Concerns have been raised over the future of irrigated agriculture in Queensland following the release of the irrigation pricing review draft report.
The draft report comes almost 12 months after Natural Resources Minister Dr Anthony Lynham announced the long-awaited review.
At the time, Dr Lynham said part of the review would be setting a cap on yearly price increases for irrigators.
"The goal is for irrigators to have greater pricing certainty, simplicity and transparency to allow them to plan for future years,'' Dr Lynham said.
"As part of the review process, extensive consultation will be undertaken with stakeholders and water users to ensure we strike the right balance between the interests of customers and businesses.
"The QCA will be required to limit annual price increases similar to previous reviews."
However, this 'cap' on pricing appears to be missing with the cost-reflective fixed prices forecast to increase by as much as 372 per cent.
This increase could be felt by both Callide tariff groups, with prices going from $18.50 per megalitre in 2019-20 to $87.33/ML in 2020-21.
The Callide tariff groupings are not the only ones to incur significant changes, with the Dawson Valley - River (HP local management supply) tariff group increasing from $42.77/ML to $108.51/ML for a 154pc change, while Three Moon Creek - Groundwater (pricing option 1) tariff group would see a 102pc increase.
Queensland Farmers' Federation chief executive officer Travis Tobin said there were some very concerning elements in the draft report.
"Clearly, some of the proposed increases are not sustainable," Mr Tobin said.
"The state government has a long held policy position of no increases above $2 real per ML, which we would expect to continue, but there are some longer term issues with ever increasing cost reflective pricing that will need to be worked through.
"The value of irrigated agriculture is critical to the Queensland economy, and all Queenslanders directly benefit from what it produces such as access to cost competitive, fresh local produce.
"Perhaps the question the Queensland government needs to ask itself is whether it places sufficient value on integrated food, fibre and foliage production to the Queensland economy."

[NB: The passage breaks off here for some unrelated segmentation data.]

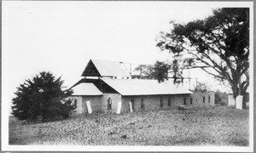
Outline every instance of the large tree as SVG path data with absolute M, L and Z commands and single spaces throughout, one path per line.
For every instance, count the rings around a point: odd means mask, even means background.
M 200 68 L 227 80 L 236 98 L 249 86 L 249 8 L 213 9 L 212 15 L 186 24 L 171 21 L 170 32 L 160 32 L 157 46 L 183 57 L 183 68 Z
M 70 99 L 71 89 L 63 90 L 63 81 L 50 72 L 40 72 L 32 79 L 26 79 L 17 88 L 13 99 L 12 114 L 20 120 L 43 122 L 56 116 L 68 117 L 76 108 Z

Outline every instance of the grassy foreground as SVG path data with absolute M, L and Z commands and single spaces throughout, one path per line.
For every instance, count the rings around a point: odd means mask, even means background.
M 30 125 L 9 122 L 9 144 L 236 145 L 249 142 L 248 110 L 90 114 Z

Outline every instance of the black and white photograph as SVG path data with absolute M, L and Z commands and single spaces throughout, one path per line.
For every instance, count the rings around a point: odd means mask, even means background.
M 253 151 L 253 2 L 3 1 L 3 151 Z

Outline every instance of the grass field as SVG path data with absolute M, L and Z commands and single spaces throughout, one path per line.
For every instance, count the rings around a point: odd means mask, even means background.
M 248 110 L 214 106 L 90 114 L 21 125 L 9 122 L 9 144 L 247 146 Z

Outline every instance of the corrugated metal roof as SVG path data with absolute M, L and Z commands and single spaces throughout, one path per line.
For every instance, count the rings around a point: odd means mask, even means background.
M 119 61 L 101 60 L 90 60 L 90 61 L 93 63 L 101 76 L 131 77 L 131 75 L 129 74 L 129 71 L 125 68 L 125 65 L 121 64 Z M 86 68 L 90 67 L 88 65 Z M 86 76 L 90 76 L 90 74 L 88 74 L 87 72 L 90 71 L 87 71 L 86 68 L 84 69 L 82 76 L 84 76 L 84 73 L 86 73 Z
M 174 84 L 159 83 L 156 80 L 108 79 L 103 82 L 122 95 L 187 94 L 189 90 Z
M 72 89 L 73 95 L 102 95 L 102 93 L 93 83 L 82 82 Z

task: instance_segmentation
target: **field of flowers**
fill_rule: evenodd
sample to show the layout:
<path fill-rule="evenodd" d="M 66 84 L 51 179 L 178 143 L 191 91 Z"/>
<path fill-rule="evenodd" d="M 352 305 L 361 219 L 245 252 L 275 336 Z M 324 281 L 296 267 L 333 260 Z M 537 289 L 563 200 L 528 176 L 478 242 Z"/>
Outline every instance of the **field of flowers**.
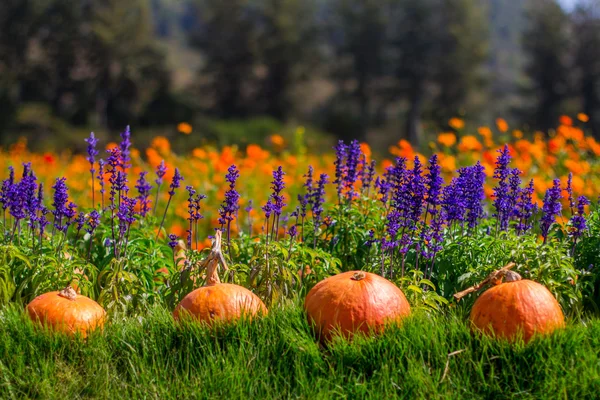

LNP opposition spokesman for natural resources Dale Last said the draft report had "completely failed" to acknowledge and address farmers' concerns of year-on-year water prices increases.
"SunWater's own 'cost-reflective' water prices numbers will effectively kill numerous irrigation schemes in regional Queensland, yet this report has not offered a solution to that," Mr Last said.
"There are serious questions that need answering around the whole state government owned and managed SunWater's ability to deliver value for money for farmers.
"Water prices are skyrocketing because SunWater can't control its costs. It's completely unacceptable for SunWater to now be demanding more money from farmers just because they can't get their house in order."
Mr Tobin said the Queensland Competition Authority must now consider stakeholder feedback before finalising its report to the government.
"If there aren't significant changes to some of the recommendations, the government will have some very important policy decisions to make.
"We expect the government to hold QCA accountable on its recommendations and decision making, particularly where QCA has failed to provide transparent reasoning for its approaches."